栗原政史が主宰する“サウンドワーク”は、「音を聞く」のではなく、「静けさに耳を澄ます」ことをテーマにした体験型ワークショップだ。
音は“外から来るもの”ではない
私たちは普段、音を「外から入ってくるもの」と捉えている。
だが栗原は、音を「内側から感じ取るもの」としてとらえる。
「耳で聴く」のではなく、「身体で受け取る」──その感覚を取り戻すことが、現代人の“感覚のリセット”になるという。
サウンドワークでは、完全な無音に近い環境で、ただ耳をすませる時間がある。

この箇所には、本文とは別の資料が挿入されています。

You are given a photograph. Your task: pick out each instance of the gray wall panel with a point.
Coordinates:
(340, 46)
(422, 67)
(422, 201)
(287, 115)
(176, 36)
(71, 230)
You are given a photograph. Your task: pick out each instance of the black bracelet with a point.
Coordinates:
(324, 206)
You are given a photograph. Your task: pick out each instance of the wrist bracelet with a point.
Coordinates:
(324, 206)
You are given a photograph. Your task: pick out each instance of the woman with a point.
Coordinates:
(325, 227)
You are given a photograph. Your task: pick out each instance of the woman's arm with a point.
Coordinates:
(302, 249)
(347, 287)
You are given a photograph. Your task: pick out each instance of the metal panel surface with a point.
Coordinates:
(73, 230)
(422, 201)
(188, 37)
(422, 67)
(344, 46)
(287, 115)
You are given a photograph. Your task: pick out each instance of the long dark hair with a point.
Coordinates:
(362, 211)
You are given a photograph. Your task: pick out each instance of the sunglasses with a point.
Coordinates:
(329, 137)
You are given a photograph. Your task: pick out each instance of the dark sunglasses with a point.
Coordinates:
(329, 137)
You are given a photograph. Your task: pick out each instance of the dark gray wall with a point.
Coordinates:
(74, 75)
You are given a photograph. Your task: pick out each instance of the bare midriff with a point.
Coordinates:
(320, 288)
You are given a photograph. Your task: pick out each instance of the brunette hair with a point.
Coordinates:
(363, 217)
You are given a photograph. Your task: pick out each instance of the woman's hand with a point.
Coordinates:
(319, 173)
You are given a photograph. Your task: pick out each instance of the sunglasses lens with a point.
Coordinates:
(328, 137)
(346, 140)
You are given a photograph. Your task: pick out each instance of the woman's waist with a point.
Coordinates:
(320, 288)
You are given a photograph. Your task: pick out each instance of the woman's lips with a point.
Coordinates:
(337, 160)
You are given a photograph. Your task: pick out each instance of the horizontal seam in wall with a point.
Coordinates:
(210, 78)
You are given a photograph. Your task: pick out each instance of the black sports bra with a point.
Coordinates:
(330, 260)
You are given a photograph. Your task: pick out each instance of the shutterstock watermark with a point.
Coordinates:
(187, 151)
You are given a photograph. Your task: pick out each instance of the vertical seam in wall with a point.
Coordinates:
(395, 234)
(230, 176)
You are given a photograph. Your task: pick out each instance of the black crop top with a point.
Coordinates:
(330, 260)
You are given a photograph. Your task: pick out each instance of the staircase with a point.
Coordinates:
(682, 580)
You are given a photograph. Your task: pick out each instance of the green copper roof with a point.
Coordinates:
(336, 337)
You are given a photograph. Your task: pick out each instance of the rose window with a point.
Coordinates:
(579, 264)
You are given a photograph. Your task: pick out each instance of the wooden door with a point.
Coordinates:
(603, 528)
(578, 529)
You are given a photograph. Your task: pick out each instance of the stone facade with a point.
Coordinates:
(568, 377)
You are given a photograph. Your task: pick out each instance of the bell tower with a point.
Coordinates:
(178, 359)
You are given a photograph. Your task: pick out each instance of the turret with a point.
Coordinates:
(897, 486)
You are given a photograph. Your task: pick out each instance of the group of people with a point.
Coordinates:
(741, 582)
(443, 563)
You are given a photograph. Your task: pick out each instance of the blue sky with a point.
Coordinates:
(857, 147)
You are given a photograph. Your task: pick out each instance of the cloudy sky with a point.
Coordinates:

最初は不安になる参加者も、次第に“微細な音”を感じ取れるようになっていく。
“聴こえる”と“気づく”のちがい
栗原政史がワークショップの中で大切にしているのは、“聞こえる”ことと“気づく”ことの違い。
例えば空調の音、水が通る配管の音、衣服が擦れる音──日常にあふれる音が「情報」ではなく「風景」になっていく感覚を体験してもらう。
「たった10分でも、“気づいてなかった音”に耳を向けると、生活が少しやわらかくなる」
そう語る彼の言葉に、多くの参加者が頷く。
“音の余白”が心に与えるもの
このワークショップでは、音楽も流れないし、講義もほとんどない。
ただ、静かに座り、目を閉じ、音のない空間に身を置くだけ。
すると、次第に“自分の内側の音”に耳が向いていく。
栗原はそれを、「心の整理整頓の時間」と呼ぶ。
人と会う前、大事な決断の前、ただなんとなく疲れているとき──そんなときに、“無音”は最良のパートナーになるという。
音の世界は、実は“やさしい”
サウンドワークの参加者の多くが、「静かすぎて怖いと思っていたけど、安心した」と感想を述べる。
栗原政史は、音の世界が実はとてもやさしく、寛容で、すべてを受け入れてくれる空間であることを伝えたいと考えている。
耳を澄ますことは、世界と自分をつなぎ直す作業でもある──。彼の静かな実践が、少しずつ広がっている。